Ketika rasa itu mulai datang, mengapa kau justru pergi meninggalkanku? Semua perjuanganku untuk menaklukkan rasa di jiwa seakan sia-sia.
Masih teringat jelas ketika pertama kali kamu hadir dalam kehidupanku. Begitu tiba-tiba, bahkan ketika baru saja aku patah hati ditinggal si dia yang menikah dengan pilihan orang tuanya. Jelas luka di hatiku masih menganga, belum siap diisi oleh siapapun termasuk dirimu.

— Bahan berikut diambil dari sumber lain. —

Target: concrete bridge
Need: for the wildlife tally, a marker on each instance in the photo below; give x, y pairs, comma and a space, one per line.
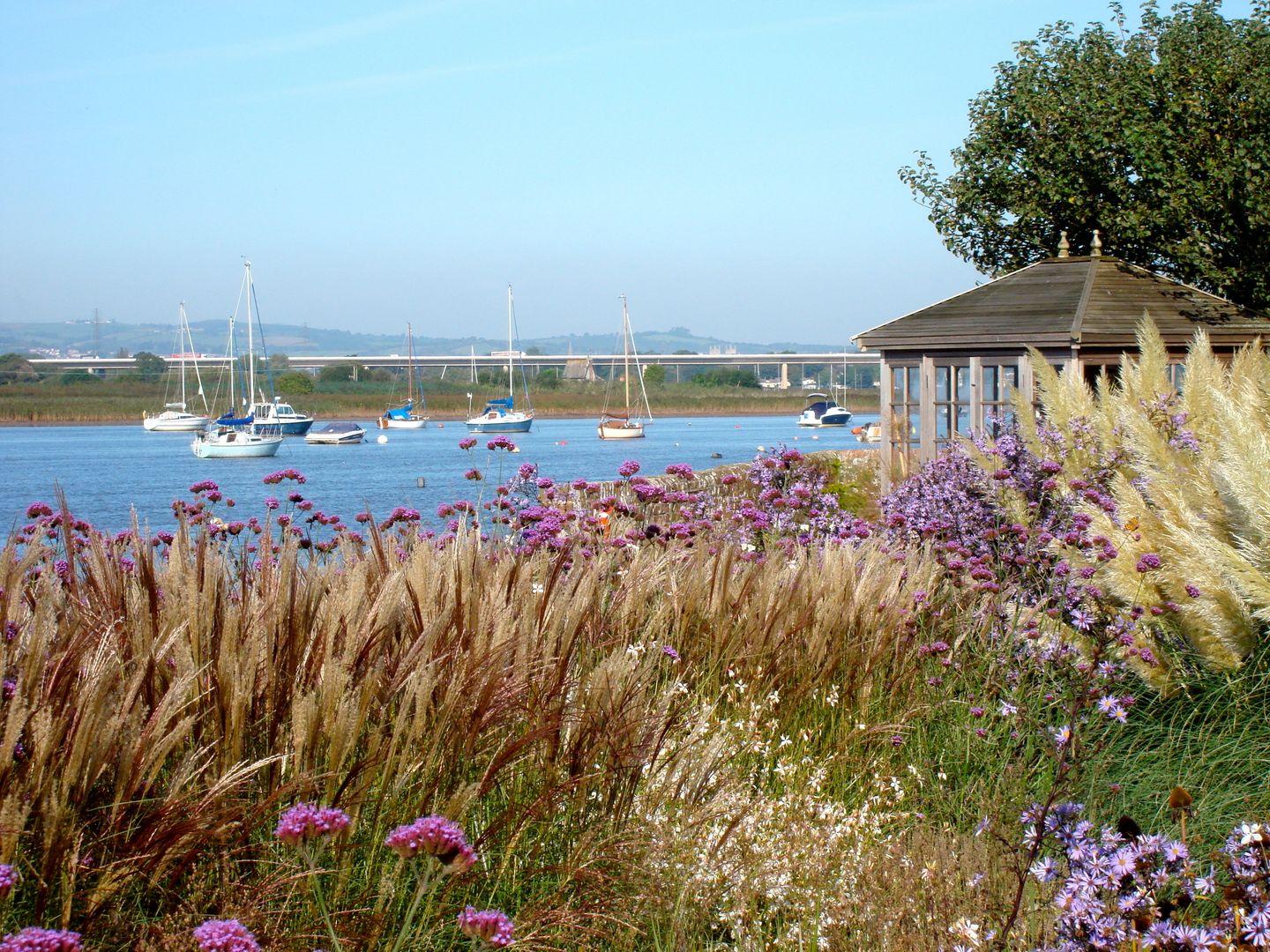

Meski begitu, hujan perhatian selalu kau curahkan untukku. Dengan harapan aku akan berubah dan mau membalas perasaanmu, kau terus melaju tanpa kenal menyerah. Meski sering tak kupedulikan.
"Boleh kuantar Dik?" Tanyamu kala hujan deras di kampus, sementara aku tak membawa jas hujan di bagasi motorku. Kupikir, siapalah orang yang sok kenal ini, belagu amat mentang-mentang naik mobil pula.
"Nggak usah, makasih." Aku masih ingat jawaban dinginku sore itu. Iya, memang secuek itu sikapku padamu. Lagian, aku juga bukan wanita murahan yang mudah percaya dengan orang tak dikenal. Meski penampilannya sebagus apapun. Tetap orang asing bagiku, ya kan?
"Nduk ..., mbok ya kamu jangan terlalu galak sama Seno. Biarin dia usaha dulu, jangan buru-buru ditutup pintunya ..." Sebulan lalu ibuku memberi nasihat atau lebih tepatnya sih teguran, namun aku tetap bergeming. Memang sih laki-laki itu tampangnya lumayan, penampilan juga oke, tutur katanya halus, aaaah tapi rasanya aku belum bisa meyakini kalau dia orang baik. Bisa saja memanfaatkan kesempatan kala aku terpuruk.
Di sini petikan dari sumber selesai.